The California State Board of Education has asked the State Attorney General to see if petition signature gatherers misrepresented the petition’s goal–to overhaul or replace the low-performing school’s teachers and administration with staff from Celerity Charter Schools.

According to the law signed into effect in January 2010, 51% of the parents needed to sign their agreement with the plan; 61% did. At a crowded meeting of the Compton Unified School District on Tuesday, December 14, 2010, over 200 parents and teachers appeared to testify on behalf of troubled, but improving, McKinley Elementary:

…many opponents lined up to voice complaints about the petition process. One parent said she thought she was signing a petition to beautify the school while PTA President Cynthia Martinez complained she was not allowed access to all Parent Revolution gatherings. Last week, for instance, Parent Revolution moved a news conference featuring Los Angeles Mayor Antonio Villaraigosa from public space outside McKinley to a private residence. Some anti-petition parents said they were denied entry.
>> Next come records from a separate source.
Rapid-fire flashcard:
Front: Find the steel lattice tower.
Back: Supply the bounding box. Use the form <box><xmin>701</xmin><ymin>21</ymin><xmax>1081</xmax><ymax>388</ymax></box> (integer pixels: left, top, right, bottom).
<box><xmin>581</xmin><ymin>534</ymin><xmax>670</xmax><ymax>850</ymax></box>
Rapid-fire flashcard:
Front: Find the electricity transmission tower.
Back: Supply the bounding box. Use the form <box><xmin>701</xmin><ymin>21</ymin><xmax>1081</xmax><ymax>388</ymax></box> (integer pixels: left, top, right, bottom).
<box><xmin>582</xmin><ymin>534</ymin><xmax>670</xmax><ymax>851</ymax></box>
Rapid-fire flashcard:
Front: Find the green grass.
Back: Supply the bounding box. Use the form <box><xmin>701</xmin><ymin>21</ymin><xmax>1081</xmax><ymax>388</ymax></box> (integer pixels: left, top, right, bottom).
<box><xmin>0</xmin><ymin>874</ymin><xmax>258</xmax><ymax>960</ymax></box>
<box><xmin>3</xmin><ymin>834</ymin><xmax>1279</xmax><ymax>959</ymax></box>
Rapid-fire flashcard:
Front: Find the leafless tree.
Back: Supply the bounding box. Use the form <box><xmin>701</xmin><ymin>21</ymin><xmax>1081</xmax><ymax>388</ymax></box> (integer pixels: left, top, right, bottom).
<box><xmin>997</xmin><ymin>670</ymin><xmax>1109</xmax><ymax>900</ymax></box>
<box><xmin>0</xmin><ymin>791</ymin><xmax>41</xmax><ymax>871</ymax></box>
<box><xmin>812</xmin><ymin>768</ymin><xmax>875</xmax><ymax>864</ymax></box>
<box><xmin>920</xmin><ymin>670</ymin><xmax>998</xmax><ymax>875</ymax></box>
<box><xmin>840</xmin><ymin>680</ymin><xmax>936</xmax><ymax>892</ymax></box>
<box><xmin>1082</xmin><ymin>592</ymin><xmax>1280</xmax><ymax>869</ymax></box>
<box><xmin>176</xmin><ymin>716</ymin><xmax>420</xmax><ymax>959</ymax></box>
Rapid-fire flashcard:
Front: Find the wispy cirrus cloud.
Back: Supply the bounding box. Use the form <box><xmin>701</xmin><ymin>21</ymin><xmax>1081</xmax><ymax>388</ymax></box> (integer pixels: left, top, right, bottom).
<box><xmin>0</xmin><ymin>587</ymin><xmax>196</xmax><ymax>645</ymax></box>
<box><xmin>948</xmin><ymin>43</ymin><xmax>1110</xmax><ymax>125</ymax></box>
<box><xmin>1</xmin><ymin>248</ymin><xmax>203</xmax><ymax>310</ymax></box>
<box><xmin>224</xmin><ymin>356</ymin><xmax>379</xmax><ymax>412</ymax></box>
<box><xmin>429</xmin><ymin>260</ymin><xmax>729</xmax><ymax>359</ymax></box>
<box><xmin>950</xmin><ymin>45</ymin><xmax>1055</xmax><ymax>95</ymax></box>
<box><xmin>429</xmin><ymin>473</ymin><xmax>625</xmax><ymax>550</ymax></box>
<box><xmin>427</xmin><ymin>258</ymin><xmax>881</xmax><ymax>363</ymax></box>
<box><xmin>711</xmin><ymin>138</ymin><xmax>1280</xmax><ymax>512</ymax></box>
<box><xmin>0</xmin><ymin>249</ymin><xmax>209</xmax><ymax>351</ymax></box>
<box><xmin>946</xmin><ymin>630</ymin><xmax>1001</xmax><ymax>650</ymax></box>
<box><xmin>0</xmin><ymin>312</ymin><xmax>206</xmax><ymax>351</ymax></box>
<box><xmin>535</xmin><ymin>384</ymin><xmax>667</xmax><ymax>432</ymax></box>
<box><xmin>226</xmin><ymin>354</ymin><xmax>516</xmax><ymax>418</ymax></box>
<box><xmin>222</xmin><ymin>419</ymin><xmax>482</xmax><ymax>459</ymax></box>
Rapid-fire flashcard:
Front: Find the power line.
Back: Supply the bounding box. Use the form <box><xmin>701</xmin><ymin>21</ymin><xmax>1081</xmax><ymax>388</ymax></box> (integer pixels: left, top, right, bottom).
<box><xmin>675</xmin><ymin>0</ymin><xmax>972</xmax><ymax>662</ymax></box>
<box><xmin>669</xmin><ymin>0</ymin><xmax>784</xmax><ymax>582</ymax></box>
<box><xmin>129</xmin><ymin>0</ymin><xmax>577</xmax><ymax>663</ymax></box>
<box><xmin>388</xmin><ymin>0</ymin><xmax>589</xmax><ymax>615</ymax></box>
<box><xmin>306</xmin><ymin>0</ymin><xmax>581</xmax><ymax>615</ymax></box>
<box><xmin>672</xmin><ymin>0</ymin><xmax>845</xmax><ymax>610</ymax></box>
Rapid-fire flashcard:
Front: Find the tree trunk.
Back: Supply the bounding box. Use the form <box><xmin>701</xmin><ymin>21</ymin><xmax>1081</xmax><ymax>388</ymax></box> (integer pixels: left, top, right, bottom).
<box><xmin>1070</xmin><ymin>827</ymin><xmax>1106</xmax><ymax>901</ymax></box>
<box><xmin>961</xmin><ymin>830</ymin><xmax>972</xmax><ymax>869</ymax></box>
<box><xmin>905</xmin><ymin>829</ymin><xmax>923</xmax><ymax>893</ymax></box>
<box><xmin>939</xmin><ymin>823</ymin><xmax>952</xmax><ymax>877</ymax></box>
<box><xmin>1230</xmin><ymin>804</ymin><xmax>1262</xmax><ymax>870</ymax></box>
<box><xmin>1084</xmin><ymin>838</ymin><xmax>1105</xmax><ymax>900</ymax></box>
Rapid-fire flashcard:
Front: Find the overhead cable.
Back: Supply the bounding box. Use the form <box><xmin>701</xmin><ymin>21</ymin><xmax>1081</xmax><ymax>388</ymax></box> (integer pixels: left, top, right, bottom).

Karen Frison, Compton’s acting superintendent, said Wednesday that the district would launch a new “parent empowerment initiative” of its own that will include a “robust community conversation” about the new law and the petition process in Compton. Test scores at McKinley have increased by 77 points in the last two years but the school remains in the lowest 10% of all California elementary schools.
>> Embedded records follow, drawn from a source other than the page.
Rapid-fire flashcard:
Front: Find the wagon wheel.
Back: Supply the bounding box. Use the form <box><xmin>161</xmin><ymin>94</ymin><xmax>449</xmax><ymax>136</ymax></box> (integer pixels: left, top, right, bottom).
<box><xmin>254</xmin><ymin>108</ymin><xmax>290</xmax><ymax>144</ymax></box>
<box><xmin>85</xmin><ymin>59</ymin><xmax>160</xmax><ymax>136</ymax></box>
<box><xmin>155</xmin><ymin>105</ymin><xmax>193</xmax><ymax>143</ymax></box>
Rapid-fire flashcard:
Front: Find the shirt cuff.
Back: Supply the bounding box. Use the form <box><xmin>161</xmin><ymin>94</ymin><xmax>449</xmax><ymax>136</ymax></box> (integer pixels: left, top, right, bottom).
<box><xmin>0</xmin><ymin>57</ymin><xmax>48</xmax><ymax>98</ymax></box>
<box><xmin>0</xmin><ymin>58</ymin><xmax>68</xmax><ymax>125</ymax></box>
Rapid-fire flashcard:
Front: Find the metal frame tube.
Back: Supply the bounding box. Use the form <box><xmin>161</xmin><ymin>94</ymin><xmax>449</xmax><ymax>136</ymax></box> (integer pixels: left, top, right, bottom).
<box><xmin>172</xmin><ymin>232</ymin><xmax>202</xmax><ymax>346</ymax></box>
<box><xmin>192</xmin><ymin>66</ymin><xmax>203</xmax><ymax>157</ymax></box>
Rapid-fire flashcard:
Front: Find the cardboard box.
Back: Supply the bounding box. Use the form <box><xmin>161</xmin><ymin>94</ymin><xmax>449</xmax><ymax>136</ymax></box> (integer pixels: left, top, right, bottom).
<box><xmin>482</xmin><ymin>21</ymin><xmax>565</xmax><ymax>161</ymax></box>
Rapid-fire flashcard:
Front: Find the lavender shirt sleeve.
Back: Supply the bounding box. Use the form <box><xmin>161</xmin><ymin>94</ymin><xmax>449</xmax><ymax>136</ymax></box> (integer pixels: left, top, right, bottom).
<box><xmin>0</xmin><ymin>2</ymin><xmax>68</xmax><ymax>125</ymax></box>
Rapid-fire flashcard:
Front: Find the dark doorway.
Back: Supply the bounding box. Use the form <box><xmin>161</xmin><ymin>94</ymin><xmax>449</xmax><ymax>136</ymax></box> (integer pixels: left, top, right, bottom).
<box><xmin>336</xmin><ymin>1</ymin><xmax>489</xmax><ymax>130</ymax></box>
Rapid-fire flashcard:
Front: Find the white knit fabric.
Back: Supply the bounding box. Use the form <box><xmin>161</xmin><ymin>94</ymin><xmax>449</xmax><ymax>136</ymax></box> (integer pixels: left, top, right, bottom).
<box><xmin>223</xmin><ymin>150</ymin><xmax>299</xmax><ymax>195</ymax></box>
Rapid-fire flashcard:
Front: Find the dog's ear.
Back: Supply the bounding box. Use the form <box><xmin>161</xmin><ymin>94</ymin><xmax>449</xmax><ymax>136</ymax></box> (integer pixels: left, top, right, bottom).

Parent Revolution organizers and pro-charter conversion parents didn’t appear at the Compton Unified School District meeting, but did appear to make their case in front of the State Board of Education in Sacramento at a separate meeting. They allege that teachers retaliated against the threat of a charter management organization takeover by supplying parents with misinformation, such as claiming that a charter would have the capacity to turn away children with special needs. (By law the charter-run school must accept all children in the same geographic boundaries as the public school it replaces.) Other parents mentioned teachers threatening deportation if they didn’t “take back” their signatures.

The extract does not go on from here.